Jak już informowaliśmy, CNN opublikował materiał, w którym opisuje sytuację cudzoziemców chcących nielegalnie przekroczyć polską granicę wschodnią. Stacja, krocząc w tym samym kierunku, co propagandowe media Łukaszenki, sugeruje odbiorcom brak humanitarności w działaniach polskich służb, a migrantów nazywa uchodźcami, którzy koczują „między Polską i Białorusią”.
Na publikację zareagował rzecznik ministra koordynatora służb specjalnych Stanisław Żaryn, który na Twitterze prostował manipulacje CNN.
To nie jest agencja rządowa
Z kolei redakcja Niezalezna.pl zwróciła się do prof. Przemysława Żurawskiego vel Grajewskiego, politologa i eksperta ds. międzynarodowych, z pytaniem, jakie skutki mogą wywołać publikacje tego typu materiałów.

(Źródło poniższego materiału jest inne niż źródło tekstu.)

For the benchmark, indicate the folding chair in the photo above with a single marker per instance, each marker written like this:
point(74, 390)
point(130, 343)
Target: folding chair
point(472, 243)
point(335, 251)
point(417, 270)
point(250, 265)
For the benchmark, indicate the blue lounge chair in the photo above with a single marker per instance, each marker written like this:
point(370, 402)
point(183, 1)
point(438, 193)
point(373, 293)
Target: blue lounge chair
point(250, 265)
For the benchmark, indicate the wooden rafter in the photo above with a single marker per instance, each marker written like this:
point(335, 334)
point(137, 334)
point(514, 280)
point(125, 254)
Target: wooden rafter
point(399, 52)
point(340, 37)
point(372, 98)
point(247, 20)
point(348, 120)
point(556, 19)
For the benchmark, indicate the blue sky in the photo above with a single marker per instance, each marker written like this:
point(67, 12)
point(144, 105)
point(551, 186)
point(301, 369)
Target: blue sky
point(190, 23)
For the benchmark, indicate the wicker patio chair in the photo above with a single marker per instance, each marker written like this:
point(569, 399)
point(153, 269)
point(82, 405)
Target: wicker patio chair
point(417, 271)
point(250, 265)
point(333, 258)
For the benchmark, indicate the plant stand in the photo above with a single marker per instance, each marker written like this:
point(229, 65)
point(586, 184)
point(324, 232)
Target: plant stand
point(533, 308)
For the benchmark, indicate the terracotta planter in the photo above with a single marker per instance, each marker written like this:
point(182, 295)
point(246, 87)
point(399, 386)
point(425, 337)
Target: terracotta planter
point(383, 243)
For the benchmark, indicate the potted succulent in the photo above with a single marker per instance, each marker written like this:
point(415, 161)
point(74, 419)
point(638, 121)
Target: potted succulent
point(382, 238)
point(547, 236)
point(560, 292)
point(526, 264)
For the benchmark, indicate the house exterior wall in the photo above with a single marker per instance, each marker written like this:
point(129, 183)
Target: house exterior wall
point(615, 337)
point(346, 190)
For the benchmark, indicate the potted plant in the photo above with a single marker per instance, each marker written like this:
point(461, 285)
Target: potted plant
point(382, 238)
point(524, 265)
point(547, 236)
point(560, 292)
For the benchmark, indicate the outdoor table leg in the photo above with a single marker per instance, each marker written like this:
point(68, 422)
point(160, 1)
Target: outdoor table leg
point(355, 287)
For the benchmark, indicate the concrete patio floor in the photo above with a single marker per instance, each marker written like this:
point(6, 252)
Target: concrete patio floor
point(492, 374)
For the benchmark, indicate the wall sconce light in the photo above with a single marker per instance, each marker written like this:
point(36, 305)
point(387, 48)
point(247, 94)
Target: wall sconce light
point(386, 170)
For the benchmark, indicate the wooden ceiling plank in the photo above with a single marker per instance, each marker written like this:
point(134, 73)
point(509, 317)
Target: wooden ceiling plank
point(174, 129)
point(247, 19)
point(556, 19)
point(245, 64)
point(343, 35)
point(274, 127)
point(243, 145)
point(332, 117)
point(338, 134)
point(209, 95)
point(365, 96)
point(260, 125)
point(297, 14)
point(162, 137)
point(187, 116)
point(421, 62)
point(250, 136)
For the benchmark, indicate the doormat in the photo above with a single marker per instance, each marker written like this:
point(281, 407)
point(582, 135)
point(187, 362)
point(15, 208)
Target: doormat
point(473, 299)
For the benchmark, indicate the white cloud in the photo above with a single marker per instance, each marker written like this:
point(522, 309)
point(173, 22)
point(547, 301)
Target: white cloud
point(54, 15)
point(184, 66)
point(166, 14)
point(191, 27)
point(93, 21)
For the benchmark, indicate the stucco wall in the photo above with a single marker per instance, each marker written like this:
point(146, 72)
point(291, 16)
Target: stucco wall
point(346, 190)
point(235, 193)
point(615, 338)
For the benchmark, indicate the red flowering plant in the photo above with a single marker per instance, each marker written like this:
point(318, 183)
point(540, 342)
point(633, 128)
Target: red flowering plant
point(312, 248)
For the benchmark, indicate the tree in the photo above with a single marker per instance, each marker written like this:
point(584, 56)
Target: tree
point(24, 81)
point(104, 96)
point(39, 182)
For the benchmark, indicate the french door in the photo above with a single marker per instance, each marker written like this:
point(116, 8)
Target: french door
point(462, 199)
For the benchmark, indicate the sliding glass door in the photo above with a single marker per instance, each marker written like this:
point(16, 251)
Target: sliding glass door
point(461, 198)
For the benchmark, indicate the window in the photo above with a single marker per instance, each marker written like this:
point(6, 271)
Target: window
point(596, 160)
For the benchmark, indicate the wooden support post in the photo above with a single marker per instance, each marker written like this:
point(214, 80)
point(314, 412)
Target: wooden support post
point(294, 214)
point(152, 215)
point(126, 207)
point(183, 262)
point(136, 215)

- Trzeba wyraźnie podkreślić, że nie można traktować CNN jako agencji rządowej. To jest prywatne przedsiębiorstwo o wyraźnych afiliacjach i sympatiach politycznych, które dotyczą lewicowo-liberalnej sceny politycznej. Wobec tego trudno spodziewać się przychylności dla polskiego rządu ze strony tej stacji
- zauważa prof. Żurawski vel Grajewski ,który podkreśla także brak profesjonalizmu ze strony autorów materiału.
Zła wola i niedoinformowanie
- Wypuszczony przez nich materiał należy traktować jako mieszaninę niedoinformowania i złej woli. Nie ma czegoś takiego jak teren między Białorusią a Polską. To skrajny brak profesjonalizmu i nieświadomość tego, jak sytuacja w rzeczywistości wygląda
- podkreśla politolog.
Naszego rozmówcę spytaliśmy także, czy publikacja CNN i jej podobne, mogą być wykorzystywane propagandowo przez reżim Alaksandra Łukaszenki. - Oczywiście, że będą wykorzystywane. To jeden z ubocznych efektów i bardzo dla nas niebezpieczny - mówi stanowczo prof. Przemysław Żurawski vel Grajewski.